There are three costs associated with Child Support:

  1. Social Cost
    The laws covering the scheme are totally undemocratic, biased against non-custodial parents (92% men) and very divisive as they deliberately bind parents together in a continuing and potentially hostile relationship for life, arbitrated by Public Servants of all people. This is certainly not in the interest of any children, who were supposed to be the beneficiaries.
  2. Monetary Cost
    The child support formulae is nothing but harsh taxation levied upon non-custodial parents at unreasonably high levels and subject to increase at will by custodial parents through the Child Support Review Office, which is nothing more than a "Kangaroo court" without any conscience. The means that the incentive to work or carrying out business activities is seriously diminished. Independent research reveals that more than 18% of the 462,000 non-custodial parents are unemployed and 5% or 23,000 have ceased all business activities which in turn employs others. Taking into account public service propaganda of falsely claimed social security clawbacks, the taxpayer will still pay a well hidden $1,500 million for this so called family service in 1997/98.
  3. Political Cost
    History has shown any Governments that attempts to impose harsh, discriminatory taxes and or meddle in and control citizen's daily lives in this way is in for a rude awakening. By the end of this Governments second term, they will have to answer to more than 800,000 very angry non-custodial parents, mostly dads, thousands of whom don't even have access to their children. Add to this, taxpayers who will get the waste bill totalling $7,400 million for the 160,000 unemployed non-custodial parents who have no incentive to work or even live for that matter.

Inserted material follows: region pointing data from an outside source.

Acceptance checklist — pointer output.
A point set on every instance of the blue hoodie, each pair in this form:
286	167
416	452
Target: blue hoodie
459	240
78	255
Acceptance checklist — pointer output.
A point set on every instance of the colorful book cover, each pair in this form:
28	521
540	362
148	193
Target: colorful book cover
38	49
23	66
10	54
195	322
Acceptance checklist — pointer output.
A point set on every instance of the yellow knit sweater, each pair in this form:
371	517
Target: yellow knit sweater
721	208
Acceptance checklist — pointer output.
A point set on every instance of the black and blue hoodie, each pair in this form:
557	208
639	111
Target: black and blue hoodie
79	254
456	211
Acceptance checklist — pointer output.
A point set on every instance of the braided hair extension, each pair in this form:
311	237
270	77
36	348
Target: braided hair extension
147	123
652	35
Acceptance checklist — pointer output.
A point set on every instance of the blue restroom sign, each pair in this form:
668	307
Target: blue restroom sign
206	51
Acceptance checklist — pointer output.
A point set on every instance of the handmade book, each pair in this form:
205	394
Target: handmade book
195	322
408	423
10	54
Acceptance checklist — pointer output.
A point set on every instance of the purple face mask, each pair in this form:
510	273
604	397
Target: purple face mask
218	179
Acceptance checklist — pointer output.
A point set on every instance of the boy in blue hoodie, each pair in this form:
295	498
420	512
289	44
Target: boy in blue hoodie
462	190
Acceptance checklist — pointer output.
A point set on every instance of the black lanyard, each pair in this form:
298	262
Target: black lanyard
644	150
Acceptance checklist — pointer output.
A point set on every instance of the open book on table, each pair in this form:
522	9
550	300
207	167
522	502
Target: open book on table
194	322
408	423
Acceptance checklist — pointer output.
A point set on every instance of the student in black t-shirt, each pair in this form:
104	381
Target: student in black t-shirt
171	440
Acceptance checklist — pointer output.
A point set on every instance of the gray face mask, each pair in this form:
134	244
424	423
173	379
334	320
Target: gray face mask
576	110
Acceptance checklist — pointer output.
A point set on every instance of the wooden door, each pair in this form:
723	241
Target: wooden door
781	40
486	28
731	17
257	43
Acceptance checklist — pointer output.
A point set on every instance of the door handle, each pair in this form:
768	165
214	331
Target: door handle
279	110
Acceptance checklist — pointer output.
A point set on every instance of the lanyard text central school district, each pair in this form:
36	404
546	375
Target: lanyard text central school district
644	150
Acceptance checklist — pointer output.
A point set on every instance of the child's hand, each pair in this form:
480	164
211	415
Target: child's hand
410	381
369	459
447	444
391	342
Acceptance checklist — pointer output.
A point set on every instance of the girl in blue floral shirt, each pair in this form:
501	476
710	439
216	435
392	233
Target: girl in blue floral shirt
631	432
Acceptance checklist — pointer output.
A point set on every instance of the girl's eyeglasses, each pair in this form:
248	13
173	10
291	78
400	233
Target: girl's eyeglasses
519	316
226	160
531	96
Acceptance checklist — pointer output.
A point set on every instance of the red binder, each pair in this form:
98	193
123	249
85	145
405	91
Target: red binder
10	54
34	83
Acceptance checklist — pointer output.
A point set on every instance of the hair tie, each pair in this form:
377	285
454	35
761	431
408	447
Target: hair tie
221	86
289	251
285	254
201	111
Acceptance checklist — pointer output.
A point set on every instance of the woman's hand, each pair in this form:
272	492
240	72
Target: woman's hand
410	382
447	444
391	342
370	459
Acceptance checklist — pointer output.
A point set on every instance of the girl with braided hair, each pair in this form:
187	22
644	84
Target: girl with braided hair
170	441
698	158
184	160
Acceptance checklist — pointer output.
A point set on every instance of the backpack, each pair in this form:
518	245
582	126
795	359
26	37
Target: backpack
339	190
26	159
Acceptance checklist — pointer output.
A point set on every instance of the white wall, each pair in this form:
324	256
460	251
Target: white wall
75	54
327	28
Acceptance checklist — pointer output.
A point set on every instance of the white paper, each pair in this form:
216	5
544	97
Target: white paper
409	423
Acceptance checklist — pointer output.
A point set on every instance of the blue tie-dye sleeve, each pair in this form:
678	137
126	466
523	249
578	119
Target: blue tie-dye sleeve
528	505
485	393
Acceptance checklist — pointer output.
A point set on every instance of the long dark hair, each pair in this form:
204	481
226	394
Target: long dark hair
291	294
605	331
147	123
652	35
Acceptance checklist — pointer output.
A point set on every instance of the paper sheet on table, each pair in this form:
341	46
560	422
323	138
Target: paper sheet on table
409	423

No country can afford the economic and social cost of biased socialist ideologies as applied by the previous Labour Government who already received severe punishment from voters at the last election.

What's wrong with each parent being responsible for their share of 'the basic cost' of maintaining their children.

Richard A. Cruickshank
Richard is a director of Property Investment Research Pty. Ltd. Melbourne.